Let's continue to breakdown the details of the biological happenings and then we will put the information back together into a 'big' picture overview.
The tau protein is an important structural component inside the nerve. The following is an excellent explanation:
"Tau is abundant in neurons and binds to microtubulin where it has a pivotal role in microtubule growth and stability. And if it affects microtubule growth, then it affects not only cellular architecture but also cellular trafficking, since cells use microtubules as motorways to deliver nutrients and other molecules to different destinations. Without the assistance of tau, neurons are then neither able to elongate, nor to regenerate. In AD [Alzheimer's Disease], tau structure is modified via hyperphosphorylation and instead of assisting microtubulin, it creates tangled clumps of fibres in the neurone’s cytosol." (1)

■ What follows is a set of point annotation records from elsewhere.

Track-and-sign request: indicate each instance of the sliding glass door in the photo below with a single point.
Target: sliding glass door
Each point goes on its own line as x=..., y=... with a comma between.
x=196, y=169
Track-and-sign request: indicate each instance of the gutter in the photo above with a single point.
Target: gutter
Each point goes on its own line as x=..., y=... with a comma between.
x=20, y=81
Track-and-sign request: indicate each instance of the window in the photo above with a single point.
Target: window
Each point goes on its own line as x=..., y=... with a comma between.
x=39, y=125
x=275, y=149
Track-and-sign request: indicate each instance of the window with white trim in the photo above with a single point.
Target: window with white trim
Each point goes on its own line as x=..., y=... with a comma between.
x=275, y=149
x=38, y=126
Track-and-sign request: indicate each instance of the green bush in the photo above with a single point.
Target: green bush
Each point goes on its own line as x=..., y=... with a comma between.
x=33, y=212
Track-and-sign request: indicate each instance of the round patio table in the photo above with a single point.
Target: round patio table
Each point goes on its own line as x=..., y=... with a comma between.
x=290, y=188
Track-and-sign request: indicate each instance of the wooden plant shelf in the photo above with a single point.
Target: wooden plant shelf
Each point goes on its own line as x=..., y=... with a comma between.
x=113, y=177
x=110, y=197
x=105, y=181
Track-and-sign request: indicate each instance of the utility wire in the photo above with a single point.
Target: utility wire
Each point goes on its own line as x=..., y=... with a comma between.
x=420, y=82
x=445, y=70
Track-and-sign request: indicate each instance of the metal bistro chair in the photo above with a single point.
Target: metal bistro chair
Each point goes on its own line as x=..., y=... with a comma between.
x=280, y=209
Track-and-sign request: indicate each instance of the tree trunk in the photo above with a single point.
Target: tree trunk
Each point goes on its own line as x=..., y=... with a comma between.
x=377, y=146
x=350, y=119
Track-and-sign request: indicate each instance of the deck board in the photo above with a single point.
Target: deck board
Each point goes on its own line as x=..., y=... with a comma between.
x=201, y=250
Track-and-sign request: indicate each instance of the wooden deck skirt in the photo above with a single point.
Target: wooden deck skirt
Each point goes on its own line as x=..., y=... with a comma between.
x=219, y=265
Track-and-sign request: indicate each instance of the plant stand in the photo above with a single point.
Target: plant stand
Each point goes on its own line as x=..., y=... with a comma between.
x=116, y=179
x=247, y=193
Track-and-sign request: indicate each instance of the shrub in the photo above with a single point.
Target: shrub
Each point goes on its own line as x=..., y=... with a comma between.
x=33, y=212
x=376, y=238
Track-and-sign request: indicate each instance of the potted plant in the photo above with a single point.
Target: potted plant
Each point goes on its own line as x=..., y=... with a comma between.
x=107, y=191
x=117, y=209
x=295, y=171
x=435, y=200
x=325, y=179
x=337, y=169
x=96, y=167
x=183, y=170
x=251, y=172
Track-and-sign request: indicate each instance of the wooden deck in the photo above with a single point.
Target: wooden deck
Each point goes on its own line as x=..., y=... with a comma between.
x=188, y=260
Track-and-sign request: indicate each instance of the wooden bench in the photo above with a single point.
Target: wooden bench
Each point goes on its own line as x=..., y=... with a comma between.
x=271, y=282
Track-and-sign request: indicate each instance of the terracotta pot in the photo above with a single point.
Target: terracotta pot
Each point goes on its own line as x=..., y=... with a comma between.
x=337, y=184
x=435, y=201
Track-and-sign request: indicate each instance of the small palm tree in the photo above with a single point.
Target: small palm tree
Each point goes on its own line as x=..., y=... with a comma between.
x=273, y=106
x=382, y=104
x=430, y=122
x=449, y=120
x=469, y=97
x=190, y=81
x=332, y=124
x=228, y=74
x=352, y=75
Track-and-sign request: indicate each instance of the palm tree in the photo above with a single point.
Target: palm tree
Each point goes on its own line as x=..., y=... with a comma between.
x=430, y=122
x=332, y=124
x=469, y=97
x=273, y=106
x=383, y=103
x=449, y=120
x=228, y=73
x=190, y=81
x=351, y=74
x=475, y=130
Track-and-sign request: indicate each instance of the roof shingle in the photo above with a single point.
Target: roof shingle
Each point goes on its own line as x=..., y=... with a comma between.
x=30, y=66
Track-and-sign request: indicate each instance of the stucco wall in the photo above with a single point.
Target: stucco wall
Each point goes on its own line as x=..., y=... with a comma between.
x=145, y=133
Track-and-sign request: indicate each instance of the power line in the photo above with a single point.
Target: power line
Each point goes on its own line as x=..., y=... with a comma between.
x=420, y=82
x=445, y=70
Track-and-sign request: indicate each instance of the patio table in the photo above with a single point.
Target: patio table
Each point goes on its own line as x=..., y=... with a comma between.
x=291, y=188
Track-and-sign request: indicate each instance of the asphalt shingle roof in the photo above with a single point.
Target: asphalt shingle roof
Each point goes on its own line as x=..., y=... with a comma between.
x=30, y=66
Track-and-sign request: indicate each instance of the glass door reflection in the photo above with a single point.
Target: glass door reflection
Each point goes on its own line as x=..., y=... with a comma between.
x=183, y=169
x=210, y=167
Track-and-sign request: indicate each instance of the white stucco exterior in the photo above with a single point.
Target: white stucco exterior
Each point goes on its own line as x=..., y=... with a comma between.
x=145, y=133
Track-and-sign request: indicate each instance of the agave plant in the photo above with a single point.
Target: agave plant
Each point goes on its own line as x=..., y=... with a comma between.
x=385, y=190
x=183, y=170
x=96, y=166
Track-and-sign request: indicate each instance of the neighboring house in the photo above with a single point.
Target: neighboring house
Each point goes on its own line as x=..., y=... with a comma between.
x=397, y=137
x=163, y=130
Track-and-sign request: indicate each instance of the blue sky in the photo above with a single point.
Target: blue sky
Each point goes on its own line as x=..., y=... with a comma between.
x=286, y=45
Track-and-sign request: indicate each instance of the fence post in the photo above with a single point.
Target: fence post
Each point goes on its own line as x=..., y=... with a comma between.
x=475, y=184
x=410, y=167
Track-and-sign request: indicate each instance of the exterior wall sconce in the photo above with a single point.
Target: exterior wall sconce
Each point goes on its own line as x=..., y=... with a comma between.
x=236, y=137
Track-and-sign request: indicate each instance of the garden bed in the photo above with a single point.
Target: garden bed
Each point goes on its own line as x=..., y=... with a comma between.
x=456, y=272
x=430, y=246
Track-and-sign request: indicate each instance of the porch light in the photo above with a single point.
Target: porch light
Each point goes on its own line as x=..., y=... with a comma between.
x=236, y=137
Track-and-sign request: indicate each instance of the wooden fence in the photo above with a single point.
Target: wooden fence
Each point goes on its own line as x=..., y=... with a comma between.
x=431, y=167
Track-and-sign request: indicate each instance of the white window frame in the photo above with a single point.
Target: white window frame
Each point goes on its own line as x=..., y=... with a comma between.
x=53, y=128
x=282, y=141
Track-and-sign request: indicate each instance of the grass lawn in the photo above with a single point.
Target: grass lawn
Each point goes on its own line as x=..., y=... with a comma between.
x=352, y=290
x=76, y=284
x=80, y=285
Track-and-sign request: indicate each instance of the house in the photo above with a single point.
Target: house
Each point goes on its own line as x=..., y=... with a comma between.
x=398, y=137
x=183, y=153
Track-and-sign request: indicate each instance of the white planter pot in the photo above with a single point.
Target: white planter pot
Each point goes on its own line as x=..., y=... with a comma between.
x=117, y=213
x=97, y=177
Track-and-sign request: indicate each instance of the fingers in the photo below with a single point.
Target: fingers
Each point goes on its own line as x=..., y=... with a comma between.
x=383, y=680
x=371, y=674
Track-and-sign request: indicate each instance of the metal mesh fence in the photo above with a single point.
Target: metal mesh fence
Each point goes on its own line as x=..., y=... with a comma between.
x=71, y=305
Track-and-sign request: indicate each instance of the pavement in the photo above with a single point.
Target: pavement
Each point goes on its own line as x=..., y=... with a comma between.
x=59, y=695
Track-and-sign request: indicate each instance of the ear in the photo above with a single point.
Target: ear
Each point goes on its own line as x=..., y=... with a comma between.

The tau protein is critical to the structure of the nerve and the transportation system inside the nerve. When the tau protein is chemically altered, it loses its ability to connect with the nerve structure and then disrupts it. It is like collapsing bridges in a highway system. There is no way to cross the river and soon the nerve cell dies and disappears.
How is tau protein changed?
The DYRK1A gene instructs the cell to 'phosphoralate' the tau protein

   Phosphorylation is the addition of a phosphate (PO4)  to a protein or other organic molecule.
Phosphorylation activates or deactivates many protein enzymes.
  The best theory is that having 1.5 times of the DYRK1A gene leads to' hyperphosphalation'. This means that phosphate groups (PO4) are added to the tau protein in an excessive manner.  The result of this chemical change is that the tau protein falls off of the microtubules inside the nerve, clumps together and the nerve soon collapses.
Here is a video of this process. There is no sound but the animation is very good.




Next blog we will put the different pieces together.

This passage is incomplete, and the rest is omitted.